準レギュラーやな、光一が軽快に話す。帰ってきたら見てあげてね、伝えたら頷いた。そのあと、あ!と声を上げる。

「んぅ?」
『いや、ほら。あの〜…ドラマ、この間公演終わったあと楽屋で流れてたからさ、」

観たんだよねって。
ストーリーはいまいちよく分からんけどとか何とか言いながら、ぼくらの可愛い平くんが出てるからって、光一もなんだかんだ気にしている様子。

番組で撮った3人での記念撮影はアホの子満載だったのに、話す内容は殆どお父さんのそれ。飯食ってんのかな、とか。
ちゃんと寝れてるかね?とか。

結局なんだかんだお父さん枠に収まっちゃうんだよな、この人。

光一らしいといえば、らしいけれど。
年下から慕われる所以はそれかもしれない。

待機だからと言って、ぼーっとできない性分らしく取り敢えず毎日筋トレをしているのだとか。新しいプロテインを買って、とか。
親しくしてるミュージシャンから、数種類のタレが送られてきた、とか。

「んふ、それこの間ぼくももらった、」
『え?まじ?幻のなんちゃらってやつ?』
「え?それはない、なんか絶品なんとか、」

番組のゲストで来た時はタレを作りたいとかなんとか言うてたけど、個人で本当に作ったらしいし。そんな話をしながら盛り上がる。ささみ肉と胸肉のオンパレードがなんちゃら。話は尽きない。

ぼくもこの間ちょっとお洒落なチョコを送った。そのくせ好き好きって言う割にはあまり食べない。

「食べた?」
『ん、美味かった、』
「まだある?」
『うん、』

ちびちび食べているらしい。
チョコも好きって言う割には全然食べないけど。たまに、コーヒーのお供にいただく程度なのだとか。

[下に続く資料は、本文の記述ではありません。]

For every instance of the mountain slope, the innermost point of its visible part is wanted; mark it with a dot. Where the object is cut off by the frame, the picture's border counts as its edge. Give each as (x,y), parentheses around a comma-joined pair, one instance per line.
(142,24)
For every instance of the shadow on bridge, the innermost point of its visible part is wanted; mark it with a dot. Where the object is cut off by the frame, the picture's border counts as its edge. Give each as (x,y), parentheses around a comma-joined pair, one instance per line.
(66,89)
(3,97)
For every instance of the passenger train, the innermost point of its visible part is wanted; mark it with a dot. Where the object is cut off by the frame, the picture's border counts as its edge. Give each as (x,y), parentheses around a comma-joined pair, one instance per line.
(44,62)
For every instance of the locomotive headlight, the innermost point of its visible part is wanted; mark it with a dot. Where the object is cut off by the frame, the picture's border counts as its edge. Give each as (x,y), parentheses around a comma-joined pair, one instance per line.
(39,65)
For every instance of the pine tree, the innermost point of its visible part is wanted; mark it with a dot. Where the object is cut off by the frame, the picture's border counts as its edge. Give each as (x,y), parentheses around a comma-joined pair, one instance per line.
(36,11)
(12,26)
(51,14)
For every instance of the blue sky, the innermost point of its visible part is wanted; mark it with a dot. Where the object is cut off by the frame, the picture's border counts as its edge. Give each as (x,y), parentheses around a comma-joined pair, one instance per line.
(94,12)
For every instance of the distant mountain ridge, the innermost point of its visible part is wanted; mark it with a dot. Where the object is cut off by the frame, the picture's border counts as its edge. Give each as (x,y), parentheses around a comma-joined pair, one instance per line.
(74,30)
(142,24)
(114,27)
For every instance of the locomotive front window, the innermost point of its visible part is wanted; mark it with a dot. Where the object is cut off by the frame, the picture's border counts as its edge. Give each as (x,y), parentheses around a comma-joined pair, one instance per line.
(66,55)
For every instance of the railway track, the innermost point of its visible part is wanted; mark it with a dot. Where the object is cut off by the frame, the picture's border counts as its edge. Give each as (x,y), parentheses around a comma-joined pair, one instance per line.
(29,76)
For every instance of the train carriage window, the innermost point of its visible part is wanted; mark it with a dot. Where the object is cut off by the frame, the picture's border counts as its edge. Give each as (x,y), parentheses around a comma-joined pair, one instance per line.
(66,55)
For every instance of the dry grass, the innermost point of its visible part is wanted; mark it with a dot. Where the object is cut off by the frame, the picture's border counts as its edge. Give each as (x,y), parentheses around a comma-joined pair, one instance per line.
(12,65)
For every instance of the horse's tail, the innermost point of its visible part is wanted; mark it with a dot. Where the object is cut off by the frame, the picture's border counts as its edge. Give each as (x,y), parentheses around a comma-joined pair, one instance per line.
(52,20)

僅かな数粒のチョコがまだ、残ってるって言うのも光一らしくて笑ってしまう。差し入れの話をしたら、受話口の向こうで首を振る気配。

今は、いいって。

静かな声が聞こえた。
じんわりと染み込んで来る、いつもの低くてボソボソした声。

『お前、明日から?』
「うん、」

そっか。
光一がつぶやいたあと、もう一度すまん、と。

本当は、今日帰れるって話だった。
打ち合わせと収録が終わって、お互いのプロジェクトの話し合いで分かれた直後だった。天才くんからはなしをきいて、驚いたけれど。
こればかりは致し方ない。

「んふ、…電話でスる?」

冗談のつもりで、ぶっ込んだけれど。
言った途端光一が受話口の向こうで大いに咽せた。苦しそうに咳き込んで、息を吐いて吸ってを繰り返す。

「え、…ごめん、大丈夫ですか?」
『おまえ…っ、』

なんてことを…。
もごもご、ごにょごにょ。

最後ははしたないぞ、って怒られた。
好きなくせに。言葉には出さないで突っ込む。

『それやったら、今から帰って抱くわ、』

光一らしい言い分にまた笑ってしまった。
そうだね。それならきっと帰ってくる。
この人はそう言う男だ。

『明日も早いんだろ?』
「んぅ?…うん、」

もう切っちゃう?
聞いたら、じゃあなって光一が囁いた。
うん、静かに頷いてスマホから耳を離す。

切断ボタンをタップして画面がホームに戻る。

勿体ない。
寝落ちするまで声、聞いていたかったな。